Beibei Cai, Sandra H. Chang, Esther B. E. Becker, Azad Bonni, and Zhengui Xia^¶1

From the Toxicology Program, Department of Environmental and Occupational Health Sciences, ^¶Graduate Program in Neurobiology and Behavior, University of Washington, Seattle, Washington 98195-7234, and Program in Biological and Biomedical Sciences, Department of Pathology, Harvard Medical School, Boston, Massachusetts 02115

The stress-activated c-Jun N-terminal protein kinase (JNK) and p38 mitogen-activated protein (MAP) kinase (p38) regulate apoptosis induced by several forms of cellular insults. Potential targets for these kinases include members of the Bcl-2 family proteins, which mediate apoptosis generated through the mitochondria-initiated, intrinsic cell death pathway. Indeed, the activities of several Bcl-2 family proteins, both pro- and anti-apoptotic, are controlled by JNK phosphorylation. For example, the pro-apoptotic activity of Bim_EL, a member of the Bcl-2 family, is stimulated by JNK phosphorylation at Ser-65. In contrast, there is no reported evidence that p38-induced apoptosis is due to direct phosphorylation of Bcl-2 family proteins. Here we report evidence that sodium arsenite-induced apoptosis in PC12 cells may be due to direct phosphorylation of Bim_EL at Ser-65 by p38. This conclusion is supported by data showing that ectopic expression of a wild type, but not a non-phosphorylatable S65A mutant of Bim_EL, potentiates sodium arsenite-induced apoptosis and by experiments showing direct phosphorylation of Bim_EL at Ser-65 by p38 in vitro. Furthermore, sodium arsenite induced Bim_EL phosphorylation at Ser-65, which was blocked by p38 inhibition. This study provides the first example whereby p38 induces apoptosis by phosphorylating a member of the Bcl-2 family and illustrates that phosphorylation of Bim_EL on Ser-65 may be a common regulatory point for cell death induced by both JNK and p38 pathways.

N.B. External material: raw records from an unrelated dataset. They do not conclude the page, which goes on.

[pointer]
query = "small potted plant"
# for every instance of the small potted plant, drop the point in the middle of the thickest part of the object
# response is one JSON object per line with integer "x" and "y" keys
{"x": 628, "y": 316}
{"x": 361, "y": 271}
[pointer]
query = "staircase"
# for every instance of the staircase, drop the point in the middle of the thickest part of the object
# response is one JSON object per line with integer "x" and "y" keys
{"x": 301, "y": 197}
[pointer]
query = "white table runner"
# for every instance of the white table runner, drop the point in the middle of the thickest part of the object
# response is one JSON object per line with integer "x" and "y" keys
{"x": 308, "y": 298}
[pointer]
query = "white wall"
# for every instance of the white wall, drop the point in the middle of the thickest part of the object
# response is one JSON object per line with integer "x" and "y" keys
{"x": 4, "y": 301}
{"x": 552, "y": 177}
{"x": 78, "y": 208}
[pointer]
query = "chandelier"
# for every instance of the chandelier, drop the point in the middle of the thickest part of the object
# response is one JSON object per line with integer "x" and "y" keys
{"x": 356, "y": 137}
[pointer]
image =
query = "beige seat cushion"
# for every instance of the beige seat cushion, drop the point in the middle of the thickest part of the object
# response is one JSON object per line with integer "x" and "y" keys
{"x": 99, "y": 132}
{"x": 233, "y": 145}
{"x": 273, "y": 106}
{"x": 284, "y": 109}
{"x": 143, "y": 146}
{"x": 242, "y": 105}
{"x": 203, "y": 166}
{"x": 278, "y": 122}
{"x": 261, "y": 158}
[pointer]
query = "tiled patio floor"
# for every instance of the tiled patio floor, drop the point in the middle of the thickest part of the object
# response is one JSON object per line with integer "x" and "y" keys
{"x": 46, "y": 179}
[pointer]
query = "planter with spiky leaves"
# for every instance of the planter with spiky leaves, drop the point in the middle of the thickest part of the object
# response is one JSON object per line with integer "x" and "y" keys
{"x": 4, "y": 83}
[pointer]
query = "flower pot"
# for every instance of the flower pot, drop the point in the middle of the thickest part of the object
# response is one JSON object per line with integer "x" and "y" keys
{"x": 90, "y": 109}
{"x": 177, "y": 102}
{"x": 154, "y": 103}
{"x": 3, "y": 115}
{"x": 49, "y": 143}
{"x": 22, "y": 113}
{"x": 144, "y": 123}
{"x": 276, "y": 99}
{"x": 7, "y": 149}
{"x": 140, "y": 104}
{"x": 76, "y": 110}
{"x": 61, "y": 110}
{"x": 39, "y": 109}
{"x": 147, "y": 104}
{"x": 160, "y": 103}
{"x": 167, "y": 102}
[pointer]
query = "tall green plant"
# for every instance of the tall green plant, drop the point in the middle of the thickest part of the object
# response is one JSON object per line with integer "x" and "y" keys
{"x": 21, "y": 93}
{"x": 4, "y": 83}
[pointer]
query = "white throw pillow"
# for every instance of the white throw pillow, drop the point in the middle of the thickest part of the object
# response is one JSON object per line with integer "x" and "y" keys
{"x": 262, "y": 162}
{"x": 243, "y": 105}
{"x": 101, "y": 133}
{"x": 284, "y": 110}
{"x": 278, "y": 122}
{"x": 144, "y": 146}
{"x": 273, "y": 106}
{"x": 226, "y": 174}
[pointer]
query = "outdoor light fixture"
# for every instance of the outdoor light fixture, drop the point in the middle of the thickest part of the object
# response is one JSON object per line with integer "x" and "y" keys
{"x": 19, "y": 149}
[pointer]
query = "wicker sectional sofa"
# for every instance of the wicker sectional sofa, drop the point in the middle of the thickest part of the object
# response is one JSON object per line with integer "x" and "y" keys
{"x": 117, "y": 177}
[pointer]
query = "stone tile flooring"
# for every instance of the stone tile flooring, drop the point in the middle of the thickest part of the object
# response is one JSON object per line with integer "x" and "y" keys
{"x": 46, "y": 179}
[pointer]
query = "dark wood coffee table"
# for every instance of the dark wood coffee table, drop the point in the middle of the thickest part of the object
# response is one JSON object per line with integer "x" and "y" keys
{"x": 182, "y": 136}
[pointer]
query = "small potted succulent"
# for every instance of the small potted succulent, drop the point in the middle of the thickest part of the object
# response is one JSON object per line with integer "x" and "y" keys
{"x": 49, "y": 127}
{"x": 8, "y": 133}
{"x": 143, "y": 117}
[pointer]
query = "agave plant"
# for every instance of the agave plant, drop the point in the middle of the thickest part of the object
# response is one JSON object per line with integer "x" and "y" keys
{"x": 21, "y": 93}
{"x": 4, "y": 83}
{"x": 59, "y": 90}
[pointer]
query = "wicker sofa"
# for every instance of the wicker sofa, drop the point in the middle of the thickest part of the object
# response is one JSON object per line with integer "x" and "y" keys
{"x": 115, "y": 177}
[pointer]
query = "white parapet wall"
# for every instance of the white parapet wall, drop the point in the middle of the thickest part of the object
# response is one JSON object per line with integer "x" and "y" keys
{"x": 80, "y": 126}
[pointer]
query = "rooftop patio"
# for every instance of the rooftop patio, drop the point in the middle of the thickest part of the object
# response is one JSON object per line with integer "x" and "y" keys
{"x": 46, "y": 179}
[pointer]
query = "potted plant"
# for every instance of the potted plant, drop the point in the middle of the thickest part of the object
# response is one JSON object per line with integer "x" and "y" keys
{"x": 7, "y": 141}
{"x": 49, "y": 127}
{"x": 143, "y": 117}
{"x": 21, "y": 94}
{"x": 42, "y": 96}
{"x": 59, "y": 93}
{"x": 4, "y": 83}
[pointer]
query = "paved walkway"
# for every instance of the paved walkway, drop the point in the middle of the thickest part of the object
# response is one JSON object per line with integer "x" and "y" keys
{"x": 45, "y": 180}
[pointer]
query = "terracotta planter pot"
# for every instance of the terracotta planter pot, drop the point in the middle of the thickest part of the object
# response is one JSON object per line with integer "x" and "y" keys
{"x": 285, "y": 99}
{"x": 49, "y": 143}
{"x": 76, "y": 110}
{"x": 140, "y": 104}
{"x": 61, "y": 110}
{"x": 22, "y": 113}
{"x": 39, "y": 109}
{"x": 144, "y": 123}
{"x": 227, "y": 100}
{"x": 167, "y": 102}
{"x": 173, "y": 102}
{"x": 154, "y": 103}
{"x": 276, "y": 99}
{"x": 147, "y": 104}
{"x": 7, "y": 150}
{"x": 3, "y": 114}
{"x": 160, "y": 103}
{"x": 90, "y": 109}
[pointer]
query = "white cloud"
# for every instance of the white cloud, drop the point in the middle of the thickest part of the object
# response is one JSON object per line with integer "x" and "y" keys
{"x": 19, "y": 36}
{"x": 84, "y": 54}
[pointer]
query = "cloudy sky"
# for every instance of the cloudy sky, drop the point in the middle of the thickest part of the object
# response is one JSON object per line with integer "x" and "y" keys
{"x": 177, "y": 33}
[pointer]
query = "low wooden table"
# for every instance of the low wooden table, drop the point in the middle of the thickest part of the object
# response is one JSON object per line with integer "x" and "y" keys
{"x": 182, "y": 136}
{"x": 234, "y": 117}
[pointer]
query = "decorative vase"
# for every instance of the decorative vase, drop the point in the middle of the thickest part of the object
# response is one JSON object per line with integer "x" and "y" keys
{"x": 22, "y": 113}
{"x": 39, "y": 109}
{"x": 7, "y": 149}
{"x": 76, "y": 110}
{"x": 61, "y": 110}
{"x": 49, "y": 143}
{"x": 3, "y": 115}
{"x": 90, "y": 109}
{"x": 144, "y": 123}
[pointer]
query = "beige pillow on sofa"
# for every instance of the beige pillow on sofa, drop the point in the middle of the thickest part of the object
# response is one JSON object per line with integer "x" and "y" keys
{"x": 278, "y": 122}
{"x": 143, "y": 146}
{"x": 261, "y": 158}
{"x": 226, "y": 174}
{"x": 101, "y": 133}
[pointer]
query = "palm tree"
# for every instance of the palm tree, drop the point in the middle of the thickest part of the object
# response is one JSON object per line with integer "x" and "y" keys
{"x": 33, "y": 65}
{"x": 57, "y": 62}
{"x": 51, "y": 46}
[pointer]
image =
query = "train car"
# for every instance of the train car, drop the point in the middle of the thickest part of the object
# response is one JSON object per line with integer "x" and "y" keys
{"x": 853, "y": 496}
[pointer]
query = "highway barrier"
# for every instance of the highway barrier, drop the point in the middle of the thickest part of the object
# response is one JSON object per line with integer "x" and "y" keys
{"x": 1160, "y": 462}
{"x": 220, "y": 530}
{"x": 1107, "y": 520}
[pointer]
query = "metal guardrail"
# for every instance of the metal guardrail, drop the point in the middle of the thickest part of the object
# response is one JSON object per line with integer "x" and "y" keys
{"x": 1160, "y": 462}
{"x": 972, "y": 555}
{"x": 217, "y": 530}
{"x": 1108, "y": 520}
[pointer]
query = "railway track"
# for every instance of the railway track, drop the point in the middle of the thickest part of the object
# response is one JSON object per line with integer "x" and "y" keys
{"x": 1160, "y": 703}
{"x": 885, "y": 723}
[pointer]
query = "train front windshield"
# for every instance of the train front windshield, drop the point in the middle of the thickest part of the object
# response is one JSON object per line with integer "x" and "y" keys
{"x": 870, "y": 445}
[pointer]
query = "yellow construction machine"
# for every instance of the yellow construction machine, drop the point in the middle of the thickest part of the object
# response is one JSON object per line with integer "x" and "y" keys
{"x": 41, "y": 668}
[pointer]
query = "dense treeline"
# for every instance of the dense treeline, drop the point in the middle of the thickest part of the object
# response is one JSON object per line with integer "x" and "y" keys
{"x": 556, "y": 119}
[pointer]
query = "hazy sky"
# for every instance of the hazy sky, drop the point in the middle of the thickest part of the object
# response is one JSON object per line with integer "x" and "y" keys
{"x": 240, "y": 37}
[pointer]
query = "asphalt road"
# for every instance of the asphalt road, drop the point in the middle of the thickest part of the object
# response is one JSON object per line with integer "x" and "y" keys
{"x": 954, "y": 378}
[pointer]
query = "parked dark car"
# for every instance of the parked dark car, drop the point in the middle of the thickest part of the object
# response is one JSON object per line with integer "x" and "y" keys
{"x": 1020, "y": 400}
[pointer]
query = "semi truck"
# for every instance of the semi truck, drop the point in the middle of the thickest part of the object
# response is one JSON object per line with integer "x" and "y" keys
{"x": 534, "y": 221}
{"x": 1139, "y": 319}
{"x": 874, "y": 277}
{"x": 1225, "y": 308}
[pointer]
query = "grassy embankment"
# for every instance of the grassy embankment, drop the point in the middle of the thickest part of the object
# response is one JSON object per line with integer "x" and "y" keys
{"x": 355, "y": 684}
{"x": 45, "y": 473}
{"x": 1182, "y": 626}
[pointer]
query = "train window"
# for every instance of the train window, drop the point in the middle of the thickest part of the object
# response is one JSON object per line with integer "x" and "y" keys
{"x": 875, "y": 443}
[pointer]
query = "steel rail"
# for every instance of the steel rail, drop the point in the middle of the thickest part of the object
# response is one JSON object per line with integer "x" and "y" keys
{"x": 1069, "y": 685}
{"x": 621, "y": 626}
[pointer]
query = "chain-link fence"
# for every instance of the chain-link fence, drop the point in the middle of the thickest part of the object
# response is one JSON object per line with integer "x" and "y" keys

Received for publication, November 28, 2005 , and in revised form, June 21, 2006.

^* This work was supported by Grants ES 012215 and NS44069 (to Z. X.) and NS421021 (to A. B.). The costs of publication of this article were defrayed in part by the payment of page charges. This article must therefore be hereby marked "advertisement" in accordance with 18 U.S.C. Section 1734 solely to indicate this fact.

¹ To whom correspondence should be addressed: Dept. of Environmental and Occupational Health Sciences, University of Washington, Box 357234, Seattle, WA 98195-7234. Tel.: 206-616-9433; Fax: 206-685-3990; E-mail: zxia{at}u.washington.edu.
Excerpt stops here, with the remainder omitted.